Federal agencies are currently investigating whether airlines have devalued frequent flyer miles to make it more difficult for consumers to redeem award tickets. Transportation Secretary Pete Buttigieg expressed concerns regarding competition if findings indicate that airlines have operated their programs in a way that hinders smaller carriers from entering the market. The Department of Transportation announced its investigation in December, although no conclusions have been reached yet. The Consumer Financial Protection Bureau (CFPB) has found initial evidence of airlines and credit card companies devaluing points and miles, which impacts customers’ ability to redeem them for rewards.
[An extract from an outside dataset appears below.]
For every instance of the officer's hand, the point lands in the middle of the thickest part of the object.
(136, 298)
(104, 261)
At a recent hearing, the Loyalty programs and credit cards of the four largest airlines – American, Delta, United, and Southwest – were at the center of discussions. However, none of the Big Four airlines were present at the hearing. Instead, executives from Spirit, Allegiant, and Breeze, smaller ultra-low-cost carriers, were featured. Spirit’s chief commercial officer, Matt Klein, highlighted the challenges faced by low-cost carriers in entering new markets and competing against larger airlines with dominant loyalty programs.

The value of loyalty programs and co-branded credit cards is substantial for airlines, with United MileagePlus being valued at $22 billion and Delta generating $6.8 billion from its partnership with American Express. American reported that 65% of its revenue in 2023 was driven by AAdvantage members. According to Airlines for America, approximately 30 million Americans own a co-branded airline credit card, and 63% of total frequent flyer miles earned in 2022 were from airline credit card spending. Fierce competition exists within the industry for customer and credit card loyalty, with Senators Durbin and Marshall proposing legislation to curb fees charged by Visa and Mastercard, a move that A4A has lobbied against.
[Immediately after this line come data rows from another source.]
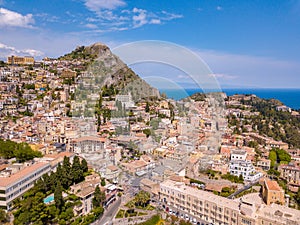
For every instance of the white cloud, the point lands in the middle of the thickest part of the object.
(171, 16)
(252, 70)
(98, 5)
(111, 15)
(91, 26)
(140, 17)
(155, 21)
(13, 19)
(223, 76)
(180, 76)
(6, 50)
(219, 8)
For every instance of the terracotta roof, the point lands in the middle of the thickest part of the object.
(59, 155)
(272, 185)
(6, 181)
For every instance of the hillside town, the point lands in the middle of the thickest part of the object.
(197, 160)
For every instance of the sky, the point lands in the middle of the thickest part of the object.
(249, 43)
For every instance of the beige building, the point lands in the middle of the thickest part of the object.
(290, 173)
(272, 193)
(16, 180)
(204, 207)
(67, 73)
(26, 60)
(85, 191)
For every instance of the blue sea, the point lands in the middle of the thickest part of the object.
(289, 97)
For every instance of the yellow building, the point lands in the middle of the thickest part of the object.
(272, 193)
(67, 73)
(26, 60)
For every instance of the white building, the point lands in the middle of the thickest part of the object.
(14, 184)
(89, 144)
(125, 100)
(240, 166)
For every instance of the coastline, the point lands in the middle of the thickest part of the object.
(288, 96)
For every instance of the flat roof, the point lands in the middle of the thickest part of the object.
(7, 181)
(201, 195)
(272, 185)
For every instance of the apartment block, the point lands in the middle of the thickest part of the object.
(14, 182)
(202, 205)
(272, 193)
(205, 207)
(26, 60)
(291, 173)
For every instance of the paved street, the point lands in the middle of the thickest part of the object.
(109, 213)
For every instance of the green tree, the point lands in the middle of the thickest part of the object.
(84, 165)
(142, 198)
(103, 183)
(273, 158)
(58, 198)
(147, 108)
(77, 172)
(3, 216)
(147, 132)
(99, 197)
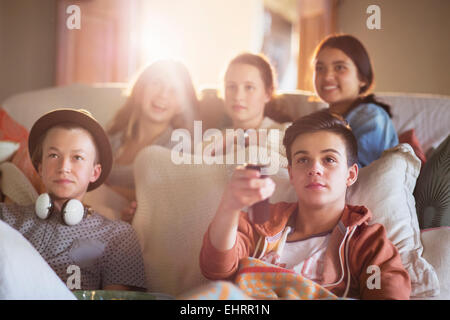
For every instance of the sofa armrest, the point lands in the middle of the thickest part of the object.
(436, 251)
Amid concerns of airlines devaluing frequent flyer miles and hindering competition, Secretary Buttigieg stated that the DOT was still investigating the matter and had not made any definitive conclusions. CFPB director Rohit Chopra noted that airlines and credit card companies have the ability to quickly devalue points and miles, creating confusion regarding their true value and questions about fairness. The CFPB also found discrepancies in point valuation between the airlines and credit card companies, raising further concerns. Klein from Spirit emphasized the need for newer carriers to have access to airport infrastructure and slots to foster competition in the industry.
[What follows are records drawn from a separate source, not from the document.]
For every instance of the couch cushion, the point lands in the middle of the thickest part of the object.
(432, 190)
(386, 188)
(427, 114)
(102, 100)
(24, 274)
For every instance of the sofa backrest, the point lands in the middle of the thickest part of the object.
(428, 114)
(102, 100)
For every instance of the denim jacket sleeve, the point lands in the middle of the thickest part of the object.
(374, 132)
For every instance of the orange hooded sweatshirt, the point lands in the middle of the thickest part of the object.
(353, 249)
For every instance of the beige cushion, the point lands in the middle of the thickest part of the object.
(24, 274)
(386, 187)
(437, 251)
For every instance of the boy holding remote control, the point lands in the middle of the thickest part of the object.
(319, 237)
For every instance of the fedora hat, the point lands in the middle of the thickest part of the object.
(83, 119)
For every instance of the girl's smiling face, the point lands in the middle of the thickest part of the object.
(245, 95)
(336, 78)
The hearing also raised concerns about the dominant market presence of the Big Four airlines, potentially hindering smaller carriers from competing effectively. While Southwest remained engaged with the Department of Transportation, Delta declined to comment, and American and United did not respond to requests for comment. In light of these issues, there is a call for greater transparency and fairness in loyalty programs and credit card practices to ensure that all carriers, including newer entrants and low-cost airlines, can compete effectively in the market. Airlines for America stressed the importance of maintaining competition in the industry while also pushing back against proposed legislation that could limit credit card loyalty programs. Ultimately, the investigation into frequent flyer mile devaluation and its impact on competition in the airline industry remains ongoing, with federal agencies working to address these concerns and ensure fair practices across the board.